My experience with most ME/CFS projects (including my own) is that they’re usually done in a kind of ad-hoc, seat-of-the-pants manner, but HealClick is a horse of a different color. Long-time ME/CFS patient Joey Tuan had a vision, enrolled developers in it, and ultimately put together a team whose professionalism is evident in the site.
HealClick is one of the most interesting and potentially helpful patient-oriented online project that I’ve seen to date. Think of it as a Forums, Facebook, and PatientsLikeME type site smushed together.
You can post about topics. You can review treatments. Most importantly you can, for the first time, easily find patients with a similar set of symptoms and see what worked for them.
It’s a new approach to talking and learning about illnesses and it was put together by someone with ME/CFS. It’s kind of amazing.
Let’s check out HealClick.
The Forum/Facebook Section – clicking on the Home tab brings you to the conversations page.
Seeing Treatment Reviews or Topics – HealClick has a nice feature that allows you to bring up either treatment reviews that have been posted by people with ME/CFS, or topics they’re talking about in the Forum/Facebook section, or both.
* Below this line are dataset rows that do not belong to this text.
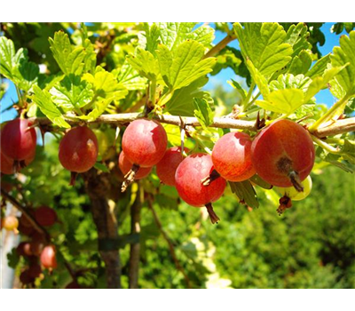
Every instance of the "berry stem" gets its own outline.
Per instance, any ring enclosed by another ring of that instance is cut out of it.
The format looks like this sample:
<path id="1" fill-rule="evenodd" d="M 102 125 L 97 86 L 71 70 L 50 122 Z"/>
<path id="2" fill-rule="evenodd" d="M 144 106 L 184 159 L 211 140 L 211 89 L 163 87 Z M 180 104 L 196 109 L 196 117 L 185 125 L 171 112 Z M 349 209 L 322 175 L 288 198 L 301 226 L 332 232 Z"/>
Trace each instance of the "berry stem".
<path id="1" fill-rule="evenodd" d="M 213 180 L 216 180 L 218 177 L 220 177 L 218 171 L 213 170 L 209 176 L 206 176 L 203 179 L 201 180 L 201 183 L 203 186 L 209 186 Z"/>
<path id="2" fill-rule="evenodd" d="M 206 206 L 206 208 L 207 208 L 207 211 L 209 212 L 209 219 L 210 219 L 210 220 L 211 220 L 211 223 L 212 223 L 212 224 L 218 223 L 218 221 L 219 221 L 220 219 L 219 219 L 219 217 L 217 216 L 215 211 L 213 210 L 212 203 L 207 203 L 205 206 Z"/>
<path id="3" fill-rule="evenodd" d="M 140 166 L 138 164 L 133 164 L 130 171 L 124 176 L 124 181 L 121 187 L 121 192 L 127 190 L 128 187 L 134 181 L 137 172 Z"/>
<path id="4" fill-rule="evenodd" d="M 304 192 L 304 186 L 302 186 L 298 173 L 296 171 L 291 171 L 288 173 L 288 177 L 291 179 L 292 185 L 294 185 L 295 189 L 298 192 Z"/>

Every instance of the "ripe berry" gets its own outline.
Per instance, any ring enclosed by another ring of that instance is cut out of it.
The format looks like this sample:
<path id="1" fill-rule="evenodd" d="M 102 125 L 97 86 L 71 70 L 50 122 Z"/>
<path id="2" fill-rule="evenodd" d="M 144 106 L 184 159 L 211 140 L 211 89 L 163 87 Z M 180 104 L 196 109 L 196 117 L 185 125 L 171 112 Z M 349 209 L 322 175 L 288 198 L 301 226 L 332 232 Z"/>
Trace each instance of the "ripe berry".
<path id="1" fill-rule="evenodd" d="M 122 148 L 127 158 L 141 167 L 152 167 L 163 156 L 168 138 L 162 125 L 154 120 L 131 122 L 122 136 Z"/>
<path id="2" fill-rule="evenodd" d="M 41 226 L 49 227 L 57 221 L 57 213 L 48 206 L 41 206 L 35 210 L 35 219 Z"/>
<path id="3" fill-rule="evenodd" d="M 251 140 L 243 132 L 221 137 L 212 150 L 215 170 L 226 180 L 242 181 L 255 174 L 251 163 Z"/>
<path id="4" fill-rule="evenodd" d="M 24 161 L 36 152 L 36 134 L 28 119 L 14 119 L 7 123 L 0 133 L 1 150 L 7 157 Z"/>
<path id="5" fill-rule="evenodd" d="M 311 172 L 315 158 L 309 132 L 289 120 L 280 120 L 262 130 L 252 146 L 252 162 L 257 174 L 278 187 L 294 186 L 303 191 L 301 181 Z"/>
<path id="6" fill-rule="evenodd" d="M 3 227 L 7 231 L 17 230 L 19 227 L 19 219 L 17 217 L 9 215 L 3 219 Z"/>
<path id="7" fill-rule="evenodd" d="M 138 119 L 127 126 L 122 136 L 122 148 L 132 166 L 125 176 L 122 192 L 133 182 L 135 174 L 140 167 L 152 167 L 164 156 L 167 146 L 166 132 L 156 121 Z"/>
<path id="8" fill-rule="evenodd" d="M 203 186 L 201 179 L 214 170 L 212 158 L 207 154 L 193 154 L 185 158 L 178 165 L 175 182 L 180 197 L 195 207 L 206 206 L 212 223 L 219 220 L 213 211 L 212 203 L 223 195 L 225 180 L 217 177 L 209 185 Z"/>
<path id="9" fill-rule="evenodd" d="M 70 185 L 74 185 L 79 172 L 89 171 L 98 158 L 98 140 L 86 126 L 77 126 L 64 135 L 59 144 L 59 161 L 72 172 Z"/>
<path id="10" fill-rule="evenodd" d="M 120 170 L 124 176 L 127 175 L 132 168 L 132 163 L 130 162 L 129 159 L 127 159 L 127 156 L 125 156 L 123 151 L 121 151 L 118 157 L 118 166 L 120 167 Z M 139 167 L 134 176 L 134 179 L 144 179 L 145 177 L 148 176 L 151 171 L 151 167 Z"/>
<path id="11" fill-rule="evenodd" d="M 189 150 L 184 148 L 184 151 Z M 181 147 L 172 147 L 165 152 L 162 159 L 156 164 L 156 174 L 163 184 L 175 186 L 175 173 L 184 158 Z"/>
<path id="12" fill-rule="evenodd" d="M 29 242 L 21 242 L 16 248 L 19 256 L 32 256 L 31 243 Z"/>
<path id="13" fill-rule="evenodd" d="M 41 263 L 47 269 L 57 267 L 56 250 L 54 245 L 48 245 L 43 248 L 41 253 Z"/>

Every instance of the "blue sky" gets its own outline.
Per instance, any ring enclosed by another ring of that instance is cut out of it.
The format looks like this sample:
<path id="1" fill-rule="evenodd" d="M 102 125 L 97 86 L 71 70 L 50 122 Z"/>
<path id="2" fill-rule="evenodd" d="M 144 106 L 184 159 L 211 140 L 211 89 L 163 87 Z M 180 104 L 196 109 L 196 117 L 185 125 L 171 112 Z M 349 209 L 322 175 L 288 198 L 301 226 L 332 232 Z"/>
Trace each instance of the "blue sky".
<path id="1" fill-rule="evenodd" d="M 325 23 L 321 30 L 323 31 L 324 35 L 326 36 L 326 43 L 323 46 L 320 46 L 319 49 L 322 55 L 326 55 L 333 51 L 333 47 L 335 45 L 339 45 L 339 37 L 340 35 L 335 35 L 331 33 L 330 28 L 333 25 L 333 22 L 327 22 Z M 342 34 L 341 34 L 342 35 Z M 216 39 L 215 43 L 219 42 L 223 37 L 224 34 L 220 32 L 216 33 Z M 238 48 L 238 41 L 233 41 L 230 44 L 231 46 L 234 46 Z M 226 82 L 228 80 L 238 80 L 238 76 L 234 75 L 232 69 L 224 69 L 222 70 L 218 75 L 213 76 L 210 78 L 209 84 L 206 85 L 206 88 L 210 89 L 213 88 L 213 86 L 216 84 L 223 84 L 225 88 L 225 90 L 232 90 L 232 86 L 230 86 Z M 14 109 L 11 109 L 8 111 L 4 112 L 4 110 L 10 107 L 12 102 L 17 101 L 17 94 L 16 94 L 16 89 L 13 85 L 9 81 L 6 81 L 6 84 L 8 84 L 8 90 L 6 92 L 5 96 L 1 100 L 1 105 L 0 105 L 0 123 L 3 123 L 7 120 L 11 120 L 17 116 L 17 113 Z M 335 98 L 331 95 L 328 90 L 324 90 L 321 91 L 319 94 L 316 96 L 316 100 L 318 103 L 324 103 L 327 106 L 331 106 L 334 104 Z"/>

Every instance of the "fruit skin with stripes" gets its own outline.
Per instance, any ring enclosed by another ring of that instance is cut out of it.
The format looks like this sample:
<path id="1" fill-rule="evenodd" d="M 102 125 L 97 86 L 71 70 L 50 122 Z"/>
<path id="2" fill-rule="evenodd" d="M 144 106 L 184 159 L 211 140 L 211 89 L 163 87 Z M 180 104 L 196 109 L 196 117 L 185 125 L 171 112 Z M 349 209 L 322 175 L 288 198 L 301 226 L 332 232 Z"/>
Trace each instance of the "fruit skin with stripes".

Freedom from Fibro Summit Encore Weekend – Watch Any Presentation
Watch any of the 40-plus presentations from Dr. Murphree’s Freedom from Fibro Summit for free this encore weekend. If exploring alternative health options is something for you – or if you just want to explore what’s out there – Dr. Murphree’s Summits provide a great overview of the possibilities this large field of medicine presents.
The Summit provides simple techniques to reduce pain and anxiety, provides updates on the latest research, diet options (one of which has helped me greatly), ways to boost energy, the latest on fibromyalgia research (my presentation), etc.
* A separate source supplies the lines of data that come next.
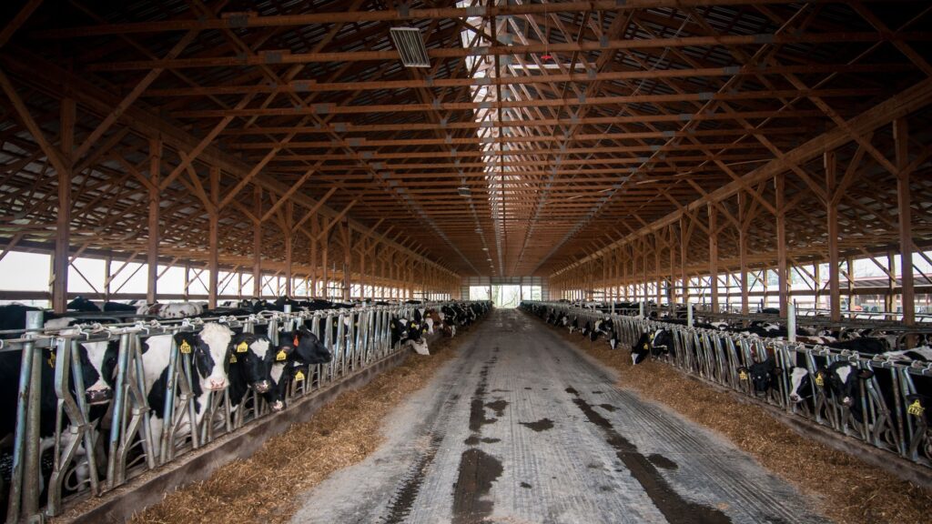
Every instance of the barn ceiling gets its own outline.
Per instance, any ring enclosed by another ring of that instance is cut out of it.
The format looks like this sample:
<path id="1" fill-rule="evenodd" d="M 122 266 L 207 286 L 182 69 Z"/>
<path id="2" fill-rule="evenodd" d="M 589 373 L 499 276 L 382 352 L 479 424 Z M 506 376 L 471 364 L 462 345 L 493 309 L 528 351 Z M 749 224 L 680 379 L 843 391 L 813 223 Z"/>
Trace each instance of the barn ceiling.
<path id="1" fill-rule="evenodd" d="M 261 181 L 281 188 L 258 197 L 266 210 L 324 202 L 463 276 L 549 275 L 932 73 L 926 1 L 31 4 L 0 67 L 51 136 L 61 97 L 79 99 L 76 144 L 89 155 L 75 182 L 78 235 L 114 247 L 144 231 L 146 187 L 133 172 L 146 132 L 161 129 L 202 145 L 166 153 L 168 172 L 193 172 L 165 185 L 163 241 L 203 238 L 209 154 L 246 173 L 220 182 L 230 253 L 252 249 L 243 210 Z M 4 8 L 7 21 L 20 12 Z M 429 67 L 401 62 L 393 27 L 419 30 Z M 48 162 L 0 106 L 7 221 L 54 222 Z M 928 126 L 912 129 L 920 139 Z M 889 134 L 871 140 L 889 148 Z M 800 168 L 803 178 L 818 169 Z M 874 174 L 840 213 L 852 231 L 875 226 L 879 244 L 896 233 L 865 211 L 890 198 L 877 190 L 889 176 Z M 928 178 L 914 178 L 932 201 Z M 804 180 L 788 184 L 809 209 Z M 788 217 L 793 241 L 818 213 Z M 281 257 L 268 236 L 264 255 Z"/>

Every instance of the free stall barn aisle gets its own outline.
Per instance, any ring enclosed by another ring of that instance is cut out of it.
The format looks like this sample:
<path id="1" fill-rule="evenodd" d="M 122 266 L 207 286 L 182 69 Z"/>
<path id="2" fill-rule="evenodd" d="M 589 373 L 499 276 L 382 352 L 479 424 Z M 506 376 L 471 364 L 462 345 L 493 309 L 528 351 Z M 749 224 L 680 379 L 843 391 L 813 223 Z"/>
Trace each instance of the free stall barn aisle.
<path id="1" fill-rule="evenodd" d="M 535 319 L 497 310 L 474 330 L 389 417 L 383 446 L 308 492 L 295 522 L 824 521 Z"/>

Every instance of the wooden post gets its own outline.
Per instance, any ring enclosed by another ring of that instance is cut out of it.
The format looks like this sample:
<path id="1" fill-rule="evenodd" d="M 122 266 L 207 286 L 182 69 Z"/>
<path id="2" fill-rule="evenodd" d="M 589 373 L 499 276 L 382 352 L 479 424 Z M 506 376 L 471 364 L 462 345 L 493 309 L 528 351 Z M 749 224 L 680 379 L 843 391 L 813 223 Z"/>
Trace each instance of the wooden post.
<path id="1" fill-rule="evenodd" d="M 831 320 L 838 322 L 842 320 L 842 290 L 838 279 L 838 200 L 835 199 L 837 166 L 835 152 L 826 151 L 824 160 L 826 195 L 829 200 L 826 209 L 829 218 L 829 310 Z"/>
<path id="2" fill-rule="evenodd" d="M 162 141 L 158 138 L 149 139 L 149 228 L 146 246 L 146 277 L 145 301 L 154 304 L 158 295 L 158 212 L 159 191 L 161 184 Z"/>
<path id="3" fill-rule="evenodd" d="M 262 296 L 262 186 L 253 186 L 253 296 Z"/>
<path id="4" fill-rule="evenodd" d="M 748 313 L 747 304 L 747 225 L 745 222 L 747 213 L 747 195 L 744 191 L 738 193 L 738 266 L 741 271 L 741 314 Z"/>
<path id="5" fill-rule="evenodd" d="M 295 202 L 288 200 L 285 203 L 285 224 L 282 233 L 285 236 L 285 296 L 291 297 L 295 292 L 295 274 L 292 271 L 292 256 L 294 255 L 295 235 L 292 234 L 292 226 L 295 216 Z"/>
<path id="6" fill-rule="evenodd" d="M 905 118 L 893 122 L 893 138 L 897 147 L 897 204 L 899 208 L 899 280 L 900 302 L 903 305 L 903 324 L 915 325 L 915 294 L 912 284 L 912 222 L 910 209 L 909 128 Z M 908 336 L 906 345 L 912 348 L 915 337 Z"/>
<path id="7" fill-rule="evenodd" d="M 787 316 L 787 306 L 789 304 L 788 277 L 787 268 L 787 221 L 784 202 L 784 174 L 776 175 L 776 282 L 777 296 L 780 302 L 780 315 Z"/>
<path id="8" fill-rule="evenodd" d="M 318 221 L 317 218 L 318 217 L 317 217 L 316 214 L 310 217 L 310 236 L 311 236 L 311 238 L 309 239 L 309 241 L 310 241 L 310 288 L 311 288 L 311 295 L 313 296 L 320 296 L 320 295 L 319 295 L 320 291 L 318 291 L 318 289 L 317 289 L 317 275 L 318 275 L 318 272 L 317 272 L 317 269 L 318 269 L 318 265 L 317 265 L 317 245 L 319 243 L 318 241 L 317 241 L 317 236 L 321 233 L 321 231 L 320 231 L 321 227 L 320 227 L 320 222 Z"/>
<path id="9" fill-rule="evenodd" d="M 352 285 L 350 273 L 352 273 L 352 248 L 350 245 L 352 239 L 352 231 L 350 230 L 350 221 L 344 219 L 340 227 L 340 233 L 343 236 L 343 299 L 350 300 L 350 291 Z"/>
<path id="10" fill-rule="evenodd" d="M 62 99 L 62 159 L 58 171 L 58 219 L 55 228 L 55 255 L 52 260 L 52 309 L 56 313 L 68 310 L 68 267 L 71 244 L 71 177 L 75 161 L 75 99 Z"/>
<path id="11" fill-rule="evenodd" d="M 711 285 L 712 312 L 719 312 L 719 211 L 708 204 L 708 272 Z"/>
<path id="12" fill-rule="evenodd" d="M 217 307 L 217 292 L 219 286 L 219 275 L 220 272 L 220 229 L 219 229 L 219 219 L 220 219 L 220 168 L 211 167 L 211 204 L 213 209 L 208 210 L 208 219 L 210 241 L 208 247 L 208 270 L 211 271 L 210 278 L 208 280 L 207 287 L 207 307 L 211 310 Z"/>

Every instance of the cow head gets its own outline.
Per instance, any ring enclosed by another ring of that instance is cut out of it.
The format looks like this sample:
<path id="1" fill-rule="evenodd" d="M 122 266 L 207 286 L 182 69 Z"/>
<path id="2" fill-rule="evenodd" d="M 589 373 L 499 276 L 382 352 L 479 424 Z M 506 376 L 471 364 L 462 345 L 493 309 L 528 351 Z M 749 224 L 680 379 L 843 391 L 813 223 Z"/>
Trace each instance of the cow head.
<path id="1" fill-rule="evenodd" d="M 268 338 L 253 333 L 240 333 L 230 342 L 230 367 L 239 366 L 246 382 L 260 393 L 271 387 L 268 373 L 274 355 L 270 345 Z"/>
<path id="2" fill-rule="evenodd" d="M 764 394 L 770 391 L 774 379 L 781 372 L 776 367 L 776 362 L 772 356 L 767 357 L 763 362 L 756 362 L 747 367 L 738 368 L 739 376 L 747 377 L 757 394 Z"/>
<path id="3" fill-rule="evenodd" d="M 226 387 L 226 360 L 233 332 L 216 323 L 205 324 L 200 333 L 183 331 L 174 336 L 179 351 L 190 354 L 200 377 L 201 391 Z"/>
<path id="4" fill-rule="evenodd" d="M 330 362 L 333 355 L 323 342 L 307 327 L 301 326 L 295 331 L 282 333 L 279 345 L 290 347 L 289 353 L 301 365 L 316 365 Z"/>
<path id="5" fill-rule="evenodd" d="M 640 338 L 631 346 L 631 364 L 637 365 L 651 354 L 651 334 L 642 333 Z"/>
<path id="6" fill-rule="evenodd" d="M 835 362 L 829 366 L 829 386 L 835 399 L 843 406 L 851 407 L 855 403 L 855 398 L 860 394 L 858 379 L 867 379 L 873 377 L 873 371 L 870 369 L 858 369 L 857 365 L 849 362 Z"/>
Click here to check out the encore weekend and here to see a prior blog on it.
Searching – A nice search box makes it easy to search for topics within those conditions. I love the fact that I can quickly veer into secondary topics I want to check out from time to time, such as Postural Orthostatic Tachycardia Syndrome (POTS) , multiple chemical sensitivities, and chronic pain. If HealClick succeeds, a huge database of information and conversations will be at our fingertips.
Posting Something – If you want post something, just click on ‘Say something’ (nice touch), pick your condition, and then choose the section you want to post in. The sections aren’t as fine-grained as you see in the Forums; there’s only one Treatment Forum, for instance, but the process is quick and easy. HealClick is a gas to use.
Signup for HealClick here
Finding Your Match
The really exciting and perhaps revolutionary thing about HealClick is its ability to quickly match patients with similar symptoms to see what worked and what didn’t work for them. I’ve been thinking about this for years. We tried to produce this in Phoenix Rising several years ago, but our volunteer dropped out after a couple of months.
Our Story in 2 Minutes from HealClick on Vimeo.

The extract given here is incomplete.